Over the past decade, he’s felt himself become Trumpier. “I’m much bolder than I used to be,” he explains. Still, he says: “I’m riddled with doubt, always looking back and looking in. This guy is plowing forward. When I’m playing him, I feel powerful.” During college, he interned for the late Democratic senator Arlen Specter, but all these years spent trying to force himself inside Trump’s head have indoctrinated him. His dream ticket is Trump-Rubio. He finds himself more awestruck by Trump every year. “Over time, I’ve become more enamored with him as a person,” Di Domenico says, “because he just doesn’t change.”

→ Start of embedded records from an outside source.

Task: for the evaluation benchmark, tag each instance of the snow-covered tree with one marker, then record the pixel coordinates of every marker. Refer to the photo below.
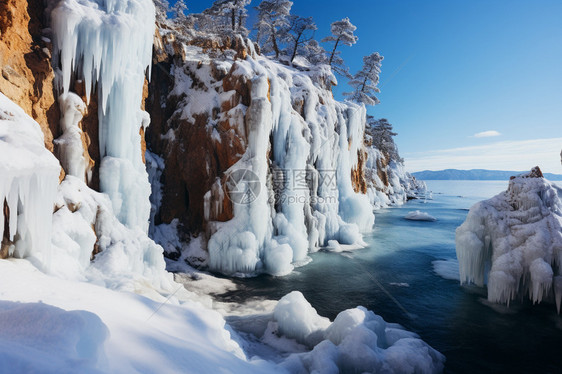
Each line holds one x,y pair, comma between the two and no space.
300,32
342,33
179,10
382,136
162,9
315,53
226,16
365,81
271,24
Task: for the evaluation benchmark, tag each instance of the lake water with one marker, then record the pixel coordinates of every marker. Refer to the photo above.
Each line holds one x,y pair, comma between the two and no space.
395,276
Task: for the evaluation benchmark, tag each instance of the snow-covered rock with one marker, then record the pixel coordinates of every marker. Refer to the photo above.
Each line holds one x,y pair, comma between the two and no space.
357,341
282,125
29,176
513,242
418,215
108,45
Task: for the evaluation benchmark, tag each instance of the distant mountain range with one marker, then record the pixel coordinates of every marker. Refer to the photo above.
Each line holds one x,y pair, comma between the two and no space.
474,174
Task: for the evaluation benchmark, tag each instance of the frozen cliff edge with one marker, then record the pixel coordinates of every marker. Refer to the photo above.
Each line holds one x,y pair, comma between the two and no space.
513,242
219,111
29,176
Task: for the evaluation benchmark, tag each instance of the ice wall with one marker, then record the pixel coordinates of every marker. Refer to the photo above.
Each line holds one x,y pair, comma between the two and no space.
513,242
291,134
108,44
29,176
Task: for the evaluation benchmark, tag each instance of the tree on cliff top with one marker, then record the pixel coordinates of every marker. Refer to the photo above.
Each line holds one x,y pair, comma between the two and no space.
227,16
365,81
342,33
300,33
272,21
382,136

Now, before each gig, he tacks two life-sized photos of Trump to the glass, framing his own face in the mirror. Then, squinting, he sponges on the salmony foundation and tenderly combs his wig. Sometimes he plays “For the Love of Money” (“money money money money… money”) as he works. Sometimes he just listens to recordings of Trump’s voice, those disembodied catchphrases looping like an incantation, over and over. He never gets tired of them. He murmurs every few lines along with Trump, not breaking eye contact with himself: “I’ve mastered the art of the deal.” “I’m having more fun than I’ve ever had.” “If you work hard, you can really hit it big.”